# Maintaining a Mirage Drive



## Ronaulmtd (Feb 8, 2011)

For those "Dark Siders" who fish from a Hobie...the Mirage Drive system is a marvel of engineering and highly efficient drive mechanism. Fast, high endurance, long-distance kayaks driven by leg power seemed a pipe dream until the Mirage Drive was invented by Hobie Kayaks. It had its quirks and a few broke early on, but they are surprisingly durable and with minimal maintenance and reasonable care are very dependable. I have had mine two years and put lots of hours on the Mirage Drive unit. I rinse the salt water off and occasionally spray it down with CRC, wiping off the excess. I inspect the unit before every trip and I store it carefully.

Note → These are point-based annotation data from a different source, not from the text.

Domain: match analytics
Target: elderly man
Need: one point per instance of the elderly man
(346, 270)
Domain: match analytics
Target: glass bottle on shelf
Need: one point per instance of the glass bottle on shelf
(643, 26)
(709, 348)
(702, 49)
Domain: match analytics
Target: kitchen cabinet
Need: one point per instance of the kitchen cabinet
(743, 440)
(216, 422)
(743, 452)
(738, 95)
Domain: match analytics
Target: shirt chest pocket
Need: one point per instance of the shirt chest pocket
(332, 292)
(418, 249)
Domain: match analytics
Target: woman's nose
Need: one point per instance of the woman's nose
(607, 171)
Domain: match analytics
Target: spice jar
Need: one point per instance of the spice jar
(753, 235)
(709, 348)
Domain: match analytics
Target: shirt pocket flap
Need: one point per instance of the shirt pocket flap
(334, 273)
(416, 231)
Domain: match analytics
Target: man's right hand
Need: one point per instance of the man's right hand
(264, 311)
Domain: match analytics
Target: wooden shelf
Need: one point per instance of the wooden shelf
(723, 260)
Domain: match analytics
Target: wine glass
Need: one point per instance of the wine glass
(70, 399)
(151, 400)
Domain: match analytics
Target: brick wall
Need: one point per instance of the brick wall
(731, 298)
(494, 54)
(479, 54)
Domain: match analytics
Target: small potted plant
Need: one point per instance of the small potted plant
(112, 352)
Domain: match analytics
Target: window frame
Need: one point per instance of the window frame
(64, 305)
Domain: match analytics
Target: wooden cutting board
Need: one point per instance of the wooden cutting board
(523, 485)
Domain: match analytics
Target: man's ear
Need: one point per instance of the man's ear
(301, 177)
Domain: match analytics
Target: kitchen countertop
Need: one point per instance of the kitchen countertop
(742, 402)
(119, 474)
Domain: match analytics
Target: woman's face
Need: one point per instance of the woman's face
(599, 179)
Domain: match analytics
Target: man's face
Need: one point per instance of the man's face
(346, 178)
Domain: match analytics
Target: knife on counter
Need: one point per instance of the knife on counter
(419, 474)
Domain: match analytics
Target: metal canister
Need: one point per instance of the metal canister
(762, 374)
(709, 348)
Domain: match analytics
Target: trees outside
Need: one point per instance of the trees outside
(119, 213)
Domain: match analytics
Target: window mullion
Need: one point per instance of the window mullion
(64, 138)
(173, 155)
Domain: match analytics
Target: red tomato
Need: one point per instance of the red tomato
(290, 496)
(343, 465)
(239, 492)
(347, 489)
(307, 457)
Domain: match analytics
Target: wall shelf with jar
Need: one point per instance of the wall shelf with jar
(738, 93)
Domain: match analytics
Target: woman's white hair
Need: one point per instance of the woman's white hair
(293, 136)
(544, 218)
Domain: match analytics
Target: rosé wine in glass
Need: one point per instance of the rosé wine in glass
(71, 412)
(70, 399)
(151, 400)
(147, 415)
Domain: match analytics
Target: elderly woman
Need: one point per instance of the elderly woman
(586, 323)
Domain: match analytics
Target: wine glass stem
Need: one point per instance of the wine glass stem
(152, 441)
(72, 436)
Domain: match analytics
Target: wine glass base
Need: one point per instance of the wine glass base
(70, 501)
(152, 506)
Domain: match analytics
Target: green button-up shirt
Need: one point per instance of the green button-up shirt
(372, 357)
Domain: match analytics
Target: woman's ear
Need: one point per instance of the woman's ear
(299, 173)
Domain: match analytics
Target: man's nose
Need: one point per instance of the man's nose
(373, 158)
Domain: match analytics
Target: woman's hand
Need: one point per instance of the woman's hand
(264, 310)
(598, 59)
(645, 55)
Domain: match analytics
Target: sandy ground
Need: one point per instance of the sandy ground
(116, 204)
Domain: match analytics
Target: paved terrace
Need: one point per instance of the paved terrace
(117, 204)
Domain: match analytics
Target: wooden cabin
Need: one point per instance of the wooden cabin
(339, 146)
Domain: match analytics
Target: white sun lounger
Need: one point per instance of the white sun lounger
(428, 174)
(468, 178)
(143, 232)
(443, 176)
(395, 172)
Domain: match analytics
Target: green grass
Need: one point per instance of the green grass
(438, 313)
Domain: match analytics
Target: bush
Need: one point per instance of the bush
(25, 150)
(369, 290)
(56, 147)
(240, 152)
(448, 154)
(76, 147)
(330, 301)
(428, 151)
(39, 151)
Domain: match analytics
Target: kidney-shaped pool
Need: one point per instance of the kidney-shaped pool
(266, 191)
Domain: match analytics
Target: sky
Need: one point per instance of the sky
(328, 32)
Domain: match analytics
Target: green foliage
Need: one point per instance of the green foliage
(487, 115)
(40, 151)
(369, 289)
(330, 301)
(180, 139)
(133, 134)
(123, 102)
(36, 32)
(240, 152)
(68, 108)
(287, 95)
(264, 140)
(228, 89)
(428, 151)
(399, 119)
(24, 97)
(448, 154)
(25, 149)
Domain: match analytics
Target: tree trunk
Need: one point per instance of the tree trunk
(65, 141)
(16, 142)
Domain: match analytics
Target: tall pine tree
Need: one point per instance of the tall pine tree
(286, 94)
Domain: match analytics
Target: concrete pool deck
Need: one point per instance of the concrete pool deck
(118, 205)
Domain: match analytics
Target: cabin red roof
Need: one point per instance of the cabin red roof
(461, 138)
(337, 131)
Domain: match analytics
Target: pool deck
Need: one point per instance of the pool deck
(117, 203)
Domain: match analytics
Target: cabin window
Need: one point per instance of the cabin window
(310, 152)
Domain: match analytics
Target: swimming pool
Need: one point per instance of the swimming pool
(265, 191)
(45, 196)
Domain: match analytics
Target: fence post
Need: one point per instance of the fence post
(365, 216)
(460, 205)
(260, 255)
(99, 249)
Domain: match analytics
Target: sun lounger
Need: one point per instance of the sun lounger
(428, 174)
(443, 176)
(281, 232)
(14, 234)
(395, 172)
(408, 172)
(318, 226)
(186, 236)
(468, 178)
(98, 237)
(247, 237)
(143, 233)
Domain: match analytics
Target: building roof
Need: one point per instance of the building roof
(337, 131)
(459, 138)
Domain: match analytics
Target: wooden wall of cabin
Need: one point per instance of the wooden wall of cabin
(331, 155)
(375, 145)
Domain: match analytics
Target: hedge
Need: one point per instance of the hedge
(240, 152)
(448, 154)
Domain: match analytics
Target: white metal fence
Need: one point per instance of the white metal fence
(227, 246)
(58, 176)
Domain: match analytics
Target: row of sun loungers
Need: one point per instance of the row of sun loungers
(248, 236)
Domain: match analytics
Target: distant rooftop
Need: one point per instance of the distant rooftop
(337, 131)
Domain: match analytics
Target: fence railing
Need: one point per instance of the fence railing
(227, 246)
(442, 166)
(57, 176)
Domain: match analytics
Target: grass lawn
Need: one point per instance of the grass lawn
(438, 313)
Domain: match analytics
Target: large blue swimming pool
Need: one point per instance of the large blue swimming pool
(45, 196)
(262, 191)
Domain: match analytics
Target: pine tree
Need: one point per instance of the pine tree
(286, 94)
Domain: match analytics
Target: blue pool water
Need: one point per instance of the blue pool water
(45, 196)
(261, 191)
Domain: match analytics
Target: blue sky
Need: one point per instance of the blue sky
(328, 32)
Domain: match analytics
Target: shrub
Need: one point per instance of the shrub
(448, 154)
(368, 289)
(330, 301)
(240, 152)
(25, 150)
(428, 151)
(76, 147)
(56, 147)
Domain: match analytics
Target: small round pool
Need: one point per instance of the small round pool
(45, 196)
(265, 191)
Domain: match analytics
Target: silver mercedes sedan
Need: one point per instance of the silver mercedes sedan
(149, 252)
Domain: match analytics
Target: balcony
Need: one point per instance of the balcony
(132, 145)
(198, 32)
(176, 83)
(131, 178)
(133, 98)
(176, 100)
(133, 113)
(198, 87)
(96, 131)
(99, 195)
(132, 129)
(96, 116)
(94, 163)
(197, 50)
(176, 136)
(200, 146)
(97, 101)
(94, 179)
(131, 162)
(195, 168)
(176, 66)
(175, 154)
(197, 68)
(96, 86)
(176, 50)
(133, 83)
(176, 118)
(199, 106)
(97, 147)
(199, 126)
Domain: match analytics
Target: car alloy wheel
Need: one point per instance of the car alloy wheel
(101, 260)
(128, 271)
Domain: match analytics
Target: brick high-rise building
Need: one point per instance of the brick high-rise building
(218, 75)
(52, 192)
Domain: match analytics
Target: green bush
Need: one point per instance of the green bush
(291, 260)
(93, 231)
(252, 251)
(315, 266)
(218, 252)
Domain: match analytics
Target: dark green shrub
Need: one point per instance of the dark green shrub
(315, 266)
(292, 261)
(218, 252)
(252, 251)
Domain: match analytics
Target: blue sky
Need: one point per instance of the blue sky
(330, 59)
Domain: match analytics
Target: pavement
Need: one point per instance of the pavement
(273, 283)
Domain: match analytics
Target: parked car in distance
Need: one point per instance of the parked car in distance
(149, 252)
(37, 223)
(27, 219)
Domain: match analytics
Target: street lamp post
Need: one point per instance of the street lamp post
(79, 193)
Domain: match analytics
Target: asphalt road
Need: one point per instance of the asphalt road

I have two sets of fins for it- the standard fins and the optional "turbo fins." Changing the fins is a pretty straight forward, easily accomplished thing to do. Doesn't require much mechanical ability. Changing the cables out is not quite so easy and requires a little more skill, but still "doable" for most folks. Most problems occur when you hit something with the fins while underway and bend the stainless steel mast pin. That tears the rubber fin and requires some repair work. Other problems occur when you don't catch small issues like loose cotter pins or missing cotter pins that hold the unit together- Routine maintenance keeps the unit in a good state of repair and ready to rock- Good luck and tight lines-


----------



## Northwoods (Mar 4, 2011)

I was thinking about picking up a used one. Any suggestions on what to look for on a used Mirage drive as far as potential problems?


----------



## Ronaulmtd (Feb 8, 2011)

Check the cable and the fins for tears, rusting at the swedged cable connectors frays in the cables, wear at the sprockets, general "tightness" of the uint- loose, sloppy means it needs to be rebuilt- not too terribly expensive but best done by the Hobie dealer- also on the kayak, look at the mounting area for the Mirage Drive- look for hairline cracks- on the hull look for big dings, deep scratches, etc. Check the folding rudder assembly for slop and general working condition-


----------



## Northwoods (Mar 4, 2011)

Thanks for the advice!


----------